So if there are ways we can invite each other to be responsible with our anger, I would encourage that. if we can see how stunning and powerful and important anger is….and how HUMAN it is, perhaps we can come up with ways to move it that won’t harm others, or ourselves. When we resist this stunning force of anger…it shows up in our reactivity, our acting out of revenge, our physical health declining, and our emotional health being compromised. All of these disconnections from god, others and ourselves leaves us feeling lonelier, angrier, more helpless and more disempowered. it simply doesn’t work. and often starts the irreparable war that we can loop through for years, at our own peril.
Often people feel as though they are “innately BAD” if they express or feel anger. This often came from us being taught that we WERE our behavior. We coupled those two together: if we did a behavior that was deemed “bad” then somehow WE were “bad”. as opposed to being innately good (i think our innate goodness is the ONE thing not subject to duality in this world, in that this does not mean that “if we are good, then therefore we must embrace its opposite and claim our “badness”…) and the behavior not working in any given context (example: hurling paint at someone at a paintball place is hilarious, hurling paint at a passerby in new york while you are painting a building is, well, not a cool behavior.—so if context is everything…then it would be safe to say that any given behavior in and of itself is SUBJECT to that context….and can’t inherently be good or bad. but rather a behavior that WORKS (given the context) or DOESN’T work. We can un-couple behavior from the person’s beingness.

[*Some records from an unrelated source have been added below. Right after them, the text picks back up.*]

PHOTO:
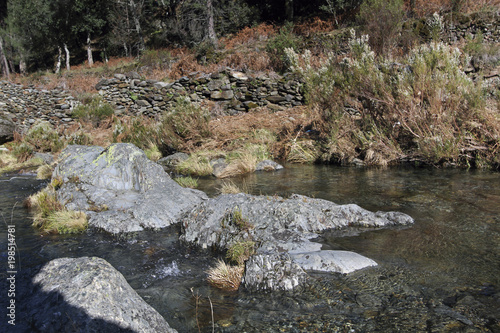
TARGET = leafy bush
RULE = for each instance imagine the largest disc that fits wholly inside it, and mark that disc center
(381, 19)
(423, 105)
(276, 46)
(95, 111)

–How this relates to anger is that anger is a feeling, a current of energy….it is wanting our attention…for us to see what need has not been met, what value system is being questioned or lived outside of, where have we repressed our view of how life is best lived….anger is attempting to get our attention. so to sublimate it is dangerous. T think a lot of people sublimate anger because of how we have seen it ACT OUT destructively. not because of the feeling itself.
A few ways to have anger be our friend:
1) find out what it is asking of you….
2) what way can i “move” this energy that won’t hurt others or myself?
3) what have i been sublimating or ignoring or resisting…the realization of which could liberate me toward making more empowered choices for myself and my loved ones, in areas i can control.
4) sometimes anger is also an invitation into seeing where we have control or where we don’t. which can beg for us to embrace our powerlessness and helplessness (tough ones!) in any given situation outside of our control. interestingly, surrendering often ushers us to a new perspective of what we CAN proactively do…what we can address that IS within our control. this rat in a cage feeling of rage born from helplessness is something we are often taught early in our lives. some people’s survival strategy is to barrel through and attempt to control the uncontrollable. others of us have the survival strategy that has us buckle and collapse at the first sign of challenge… BOTH of these strategies set us up for a lifetime of perpetual anger…
All this to say, that this violence we’re looking at is how we deal with this current of anger in our lives. and reactions to fear (whether appropriately interpreted or not).
If we can be responsible for these feelings (anger…and frankly ALL feelings…disappointment, terror etc) then we are in a better position to come up with how to channel them. Move them. So we can come out on the other side more awake, more loving, more conscious….more allowing of our precious human-ness.  This is what I think when I hear the word “responsible”. to me, it’s the capacity and willingness and ability I have to feel all my feelings all the way through…so that they don’t take control of me and my life, but rather, that i am their sponsor….their director….their guider. What a world we would live in if we all took how we were feeling, felt it…and came out on the other side with a mission or an action to take that was merciful and empowered and clear…rather than destructive, combative and separatist (which is truly the nightmare we all say we don’t want.)